Richard Watson
Gilder was another admirably fine figure, poet, editor, and
leader of public opinion in many a noble cause. His "Letters,"
likewise, give an intimate picture of literary New York from the
seventies to the present. Through his editorship of "Scribner's
Monthly" and "The Century Magazine" his sound influence made
itself felt upon writers in every section. His own lyric vein had
an opaline intensity of fire, but in spite of its glow his verse
sometimes refused to sing.
The most perfect poetic craftsman of the period--and, many think,
our one faultless worker in verse--was Thomas Bailey Aldrich.
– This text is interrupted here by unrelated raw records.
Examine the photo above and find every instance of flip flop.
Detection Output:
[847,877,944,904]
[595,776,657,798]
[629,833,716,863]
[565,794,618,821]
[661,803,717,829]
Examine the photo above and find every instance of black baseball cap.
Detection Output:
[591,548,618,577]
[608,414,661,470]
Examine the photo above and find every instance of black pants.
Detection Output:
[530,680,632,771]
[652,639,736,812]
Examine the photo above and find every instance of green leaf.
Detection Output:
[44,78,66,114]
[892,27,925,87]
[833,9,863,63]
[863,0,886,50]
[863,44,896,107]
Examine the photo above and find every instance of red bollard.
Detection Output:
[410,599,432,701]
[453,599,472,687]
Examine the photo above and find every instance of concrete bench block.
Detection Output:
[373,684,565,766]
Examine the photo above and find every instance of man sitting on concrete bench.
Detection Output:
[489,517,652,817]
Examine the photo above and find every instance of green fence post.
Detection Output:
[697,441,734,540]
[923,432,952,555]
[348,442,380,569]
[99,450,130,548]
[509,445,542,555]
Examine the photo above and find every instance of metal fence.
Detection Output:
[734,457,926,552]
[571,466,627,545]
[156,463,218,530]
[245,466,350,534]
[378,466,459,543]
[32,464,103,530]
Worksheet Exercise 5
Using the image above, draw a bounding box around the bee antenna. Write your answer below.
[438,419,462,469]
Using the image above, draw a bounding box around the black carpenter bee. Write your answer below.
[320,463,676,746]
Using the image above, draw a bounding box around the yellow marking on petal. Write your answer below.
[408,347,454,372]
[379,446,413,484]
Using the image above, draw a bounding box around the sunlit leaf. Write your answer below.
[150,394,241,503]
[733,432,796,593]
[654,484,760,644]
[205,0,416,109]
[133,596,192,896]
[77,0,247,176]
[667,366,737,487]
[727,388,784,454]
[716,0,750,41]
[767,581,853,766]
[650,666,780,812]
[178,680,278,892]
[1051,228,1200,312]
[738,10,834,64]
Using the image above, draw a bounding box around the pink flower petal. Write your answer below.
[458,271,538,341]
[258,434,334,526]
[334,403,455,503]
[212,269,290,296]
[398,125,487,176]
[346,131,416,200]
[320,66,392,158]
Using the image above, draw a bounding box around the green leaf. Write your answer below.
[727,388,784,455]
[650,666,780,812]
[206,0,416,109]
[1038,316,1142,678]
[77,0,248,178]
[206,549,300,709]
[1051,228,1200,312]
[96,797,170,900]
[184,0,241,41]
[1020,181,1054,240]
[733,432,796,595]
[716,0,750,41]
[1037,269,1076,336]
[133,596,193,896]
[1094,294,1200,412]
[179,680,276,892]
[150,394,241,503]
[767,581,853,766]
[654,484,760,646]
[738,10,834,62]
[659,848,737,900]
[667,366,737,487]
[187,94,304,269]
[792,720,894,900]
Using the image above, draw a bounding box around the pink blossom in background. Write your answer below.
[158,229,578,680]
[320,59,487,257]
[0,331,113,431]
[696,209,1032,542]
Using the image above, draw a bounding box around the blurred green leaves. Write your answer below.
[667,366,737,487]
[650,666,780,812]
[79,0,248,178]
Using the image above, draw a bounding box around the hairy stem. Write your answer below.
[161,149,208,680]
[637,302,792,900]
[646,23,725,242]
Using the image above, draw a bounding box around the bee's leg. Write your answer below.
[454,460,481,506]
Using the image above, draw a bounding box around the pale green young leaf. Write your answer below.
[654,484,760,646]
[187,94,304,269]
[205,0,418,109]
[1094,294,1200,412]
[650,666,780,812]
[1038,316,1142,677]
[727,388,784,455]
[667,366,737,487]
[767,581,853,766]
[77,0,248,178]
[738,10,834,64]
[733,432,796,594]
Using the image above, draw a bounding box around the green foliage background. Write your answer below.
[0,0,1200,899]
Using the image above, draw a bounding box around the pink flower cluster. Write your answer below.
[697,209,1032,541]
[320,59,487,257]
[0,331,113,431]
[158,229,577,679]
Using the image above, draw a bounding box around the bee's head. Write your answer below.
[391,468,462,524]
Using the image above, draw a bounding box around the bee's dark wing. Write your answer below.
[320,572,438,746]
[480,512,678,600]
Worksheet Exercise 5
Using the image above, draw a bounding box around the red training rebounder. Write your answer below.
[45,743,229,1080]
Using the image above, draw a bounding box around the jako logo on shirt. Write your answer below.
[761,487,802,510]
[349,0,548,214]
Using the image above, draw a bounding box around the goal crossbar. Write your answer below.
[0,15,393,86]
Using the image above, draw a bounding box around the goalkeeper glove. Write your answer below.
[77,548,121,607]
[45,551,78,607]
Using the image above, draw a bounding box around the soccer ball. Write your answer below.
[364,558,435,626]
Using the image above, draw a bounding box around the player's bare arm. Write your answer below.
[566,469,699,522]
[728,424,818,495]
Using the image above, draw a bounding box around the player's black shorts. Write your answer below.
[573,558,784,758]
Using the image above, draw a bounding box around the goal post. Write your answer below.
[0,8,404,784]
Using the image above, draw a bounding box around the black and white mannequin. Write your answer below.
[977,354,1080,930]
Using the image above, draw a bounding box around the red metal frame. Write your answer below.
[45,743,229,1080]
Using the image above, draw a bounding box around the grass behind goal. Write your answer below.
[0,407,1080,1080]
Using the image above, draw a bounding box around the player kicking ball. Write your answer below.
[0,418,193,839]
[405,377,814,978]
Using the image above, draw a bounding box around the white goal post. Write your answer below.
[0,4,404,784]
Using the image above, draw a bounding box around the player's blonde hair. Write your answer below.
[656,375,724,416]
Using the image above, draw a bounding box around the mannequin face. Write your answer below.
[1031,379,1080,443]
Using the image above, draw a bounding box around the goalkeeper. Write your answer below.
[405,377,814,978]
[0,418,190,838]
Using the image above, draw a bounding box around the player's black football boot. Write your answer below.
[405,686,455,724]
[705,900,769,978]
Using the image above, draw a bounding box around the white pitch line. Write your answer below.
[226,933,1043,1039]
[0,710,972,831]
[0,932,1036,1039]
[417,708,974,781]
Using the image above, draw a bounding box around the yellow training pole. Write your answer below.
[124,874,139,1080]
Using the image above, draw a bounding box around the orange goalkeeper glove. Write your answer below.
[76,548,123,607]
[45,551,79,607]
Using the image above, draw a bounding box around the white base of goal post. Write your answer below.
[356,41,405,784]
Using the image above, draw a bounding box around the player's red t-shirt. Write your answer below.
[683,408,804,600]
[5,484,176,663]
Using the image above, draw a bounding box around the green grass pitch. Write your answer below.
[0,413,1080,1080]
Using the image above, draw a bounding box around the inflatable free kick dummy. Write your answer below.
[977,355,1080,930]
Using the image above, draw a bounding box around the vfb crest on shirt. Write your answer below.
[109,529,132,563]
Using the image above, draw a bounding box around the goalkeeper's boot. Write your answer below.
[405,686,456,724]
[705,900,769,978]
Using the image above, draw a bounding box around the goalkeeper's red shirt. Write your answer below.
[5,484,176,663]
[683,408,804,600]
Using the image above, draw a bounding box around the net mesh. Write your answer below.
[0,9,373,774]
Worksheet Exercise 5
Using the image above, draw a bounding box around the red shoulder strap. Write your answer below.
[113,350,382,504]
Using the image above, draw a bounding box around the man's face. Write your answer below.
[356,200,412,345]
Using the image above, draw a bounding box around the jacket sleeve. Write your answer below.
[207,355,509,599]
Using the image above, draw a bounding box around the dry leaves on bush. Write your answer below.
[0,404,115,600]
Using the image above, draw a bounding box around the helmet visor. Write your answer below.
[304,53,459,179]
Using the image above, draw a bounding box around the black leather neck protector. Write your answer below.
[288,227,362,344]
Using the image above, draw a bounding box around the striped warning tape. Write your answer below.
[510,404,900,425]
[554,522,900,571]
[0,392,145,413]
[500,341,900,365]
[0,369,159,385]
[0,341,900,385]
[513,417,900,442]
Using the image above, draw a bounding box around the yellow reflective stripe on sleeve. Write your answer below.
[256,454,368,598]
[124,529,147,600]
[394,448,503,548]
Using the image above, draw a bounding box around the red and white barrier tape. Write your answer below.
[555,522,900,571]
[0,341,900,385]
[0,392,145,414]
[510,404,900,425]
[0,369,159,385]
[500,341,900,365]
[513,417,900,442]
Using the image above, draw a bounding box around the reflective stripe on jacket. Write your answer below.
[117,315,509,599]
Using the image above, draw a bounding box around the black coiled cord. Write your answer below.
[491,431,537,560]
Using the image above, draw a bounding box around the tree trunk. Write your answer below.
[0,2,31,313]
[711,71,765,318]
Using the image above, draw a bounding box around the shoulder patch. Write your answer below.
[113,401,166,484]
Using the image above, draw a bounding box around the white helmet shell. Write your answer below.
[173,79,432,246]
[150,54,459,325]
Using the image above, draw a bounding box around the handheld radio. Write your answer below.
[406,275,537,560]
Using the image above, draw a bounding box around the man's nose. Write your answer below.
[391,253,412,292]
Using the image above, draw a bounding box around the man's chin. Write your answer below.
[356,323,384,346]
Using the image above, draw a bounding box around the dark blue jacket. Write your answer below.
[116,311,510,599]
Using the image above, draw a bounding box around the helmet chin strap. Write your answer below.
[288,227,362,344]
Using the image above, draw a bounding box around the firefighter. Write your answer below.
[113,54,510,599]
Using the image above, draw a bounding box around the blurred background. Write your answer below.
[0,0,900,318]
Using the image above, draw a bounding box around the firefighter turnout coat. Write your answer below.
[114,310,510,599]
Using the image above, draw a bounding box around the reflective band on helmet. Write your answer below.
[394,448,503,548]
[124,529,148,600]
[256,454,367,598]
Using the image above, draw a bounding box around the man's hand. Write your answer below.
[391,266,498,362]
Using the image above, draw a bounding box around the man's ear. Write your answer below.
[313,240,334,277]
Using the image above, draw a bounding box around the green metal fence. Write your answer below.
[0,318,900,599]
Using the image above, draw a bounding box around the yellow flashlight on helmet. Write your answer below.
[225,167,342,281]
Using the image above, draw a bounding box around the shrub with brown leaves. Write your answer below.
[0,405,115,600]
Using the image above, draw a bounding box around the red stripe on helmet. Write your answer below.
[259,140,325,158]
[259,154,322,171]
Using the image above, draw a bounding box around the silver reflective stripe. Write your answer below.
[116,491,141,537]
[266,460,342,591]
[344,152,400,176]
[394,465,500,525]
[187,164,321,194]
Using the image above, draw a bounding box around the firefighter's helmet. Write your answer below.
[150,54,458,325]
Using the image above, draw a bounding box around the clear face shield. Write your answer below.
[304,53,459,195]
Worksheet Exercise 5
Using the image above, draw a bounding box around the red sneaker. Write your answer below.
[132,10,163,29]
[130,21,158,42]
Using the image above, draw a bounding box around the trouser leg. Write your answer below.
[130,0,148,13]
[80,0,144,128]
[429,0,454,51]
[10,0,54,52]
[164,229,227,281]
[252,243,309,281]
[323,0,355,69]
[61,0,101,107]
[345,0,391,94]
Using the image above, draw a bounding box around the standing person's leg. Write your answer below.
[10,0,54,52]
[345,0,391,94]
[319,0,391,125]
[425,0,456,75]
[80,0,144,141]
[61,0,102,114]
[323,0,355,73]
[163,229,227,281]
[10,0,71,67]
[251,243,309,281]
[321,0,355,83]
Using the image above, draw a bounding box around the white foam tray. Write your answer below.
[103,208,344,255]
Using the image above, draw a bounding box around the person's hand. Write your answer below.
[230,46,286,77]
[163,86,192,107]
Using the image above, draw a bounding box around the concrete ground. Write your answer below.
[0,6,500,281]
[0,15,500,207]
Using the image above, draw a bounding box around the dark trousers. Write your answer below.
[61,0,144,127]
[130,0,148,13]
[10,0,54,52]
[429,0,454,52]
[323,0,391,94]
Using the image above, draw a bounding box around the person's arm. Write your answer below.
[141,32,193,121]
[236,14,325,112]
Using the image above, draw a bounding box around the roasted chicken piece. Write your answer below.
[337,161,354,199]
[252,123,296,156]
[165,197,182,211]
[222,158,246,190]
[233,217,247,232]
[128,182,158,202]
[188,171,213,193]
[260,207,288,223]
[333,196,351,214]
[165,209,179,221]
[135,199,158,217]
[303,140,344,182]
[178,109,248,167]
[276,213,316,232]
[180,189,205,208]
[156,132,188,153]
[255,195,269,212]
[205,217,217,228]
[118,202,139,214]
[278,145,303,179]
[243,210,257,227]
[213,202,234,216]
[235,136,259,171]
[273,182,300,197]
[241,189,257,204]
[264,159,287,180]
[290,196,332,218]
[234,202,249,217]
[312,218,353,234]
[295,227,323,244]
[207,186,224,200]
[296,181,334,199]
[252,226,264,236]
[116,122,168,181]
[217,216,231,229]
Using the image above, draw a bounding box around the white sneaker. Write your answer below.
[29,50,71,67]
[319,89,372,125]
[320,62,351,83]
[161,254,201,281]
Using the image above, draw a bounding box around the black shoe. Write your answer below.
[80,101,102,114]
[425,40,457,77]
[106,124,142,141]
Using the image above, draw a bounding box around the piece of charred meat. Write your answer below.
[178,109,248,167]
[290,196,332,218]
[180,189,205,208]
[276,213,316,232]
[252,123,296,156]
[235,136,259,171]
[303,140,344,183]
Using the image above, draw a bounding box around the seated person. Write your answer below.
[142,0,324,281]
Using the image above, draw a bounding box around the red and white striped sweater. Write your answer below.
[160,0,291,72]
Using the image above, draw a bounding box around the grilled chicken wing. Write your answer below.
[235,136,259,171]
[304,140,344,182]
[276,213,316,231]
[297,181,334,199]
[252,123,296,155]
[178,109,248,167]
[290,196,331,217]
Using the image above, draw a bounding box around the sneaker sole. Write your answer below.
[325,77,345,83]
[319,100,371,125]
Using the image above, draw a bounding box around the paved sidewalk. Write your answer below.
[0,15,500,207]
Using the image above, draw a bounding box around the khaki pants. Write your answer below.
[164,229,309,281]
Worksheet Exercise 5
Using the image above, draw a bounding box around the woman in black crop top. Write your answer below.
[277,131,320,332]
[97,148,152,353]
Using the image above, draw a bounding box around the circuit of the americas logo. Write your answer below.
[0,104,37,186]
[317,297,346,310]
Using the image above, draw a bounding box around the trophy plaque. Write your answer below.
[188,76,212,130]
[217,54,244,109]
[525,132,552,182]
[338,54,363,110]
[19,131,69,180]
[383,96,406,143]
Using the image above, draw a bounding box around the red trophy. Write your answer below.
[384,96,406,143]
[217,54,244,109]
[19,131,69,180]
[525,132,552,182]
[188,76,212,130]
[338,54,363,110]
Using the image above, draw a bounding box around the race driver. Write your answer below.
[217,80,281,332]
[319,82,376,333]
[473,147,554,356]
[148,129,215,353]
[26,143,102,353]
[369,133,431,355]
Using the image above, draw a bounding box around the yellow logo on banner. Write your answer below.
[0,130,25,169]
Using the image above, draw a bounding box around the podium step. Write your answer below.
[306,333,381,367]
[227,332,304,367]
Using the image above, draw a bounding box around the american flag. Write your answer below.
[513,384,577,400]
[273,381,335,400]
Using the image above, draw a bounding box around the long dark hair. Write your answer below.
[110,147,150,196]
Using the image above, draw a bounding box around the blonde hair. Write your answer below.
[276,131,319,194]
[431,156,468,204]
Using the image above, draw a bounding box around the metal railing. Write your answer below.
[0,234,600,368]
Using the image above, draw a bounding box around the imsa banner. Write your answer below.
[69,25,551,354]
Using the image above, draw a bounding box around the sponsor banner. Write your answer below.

His
first volume of juvenile verse had appeared in 1855, the year of
Whittier's "Barefoot Boy" and Whitman's "Leaves of Grass." By
1865 his poems were printed in the then well-known Blue and Gold
edition, by Ticknor and Fields. In 1881 he succeeded Howells in
the editorship of the "Atlantic." Aldrich had a versatile talent
that turned easily to adroit prose tales, but his heart was in
the filing of his verses. Nothing so daintily perfect as his
lighter pieces has been produced on this side of the Atlantic,
and the deeper notes and occasional darker questionings of his
later verse are embodied in lines of impeccable workmanship.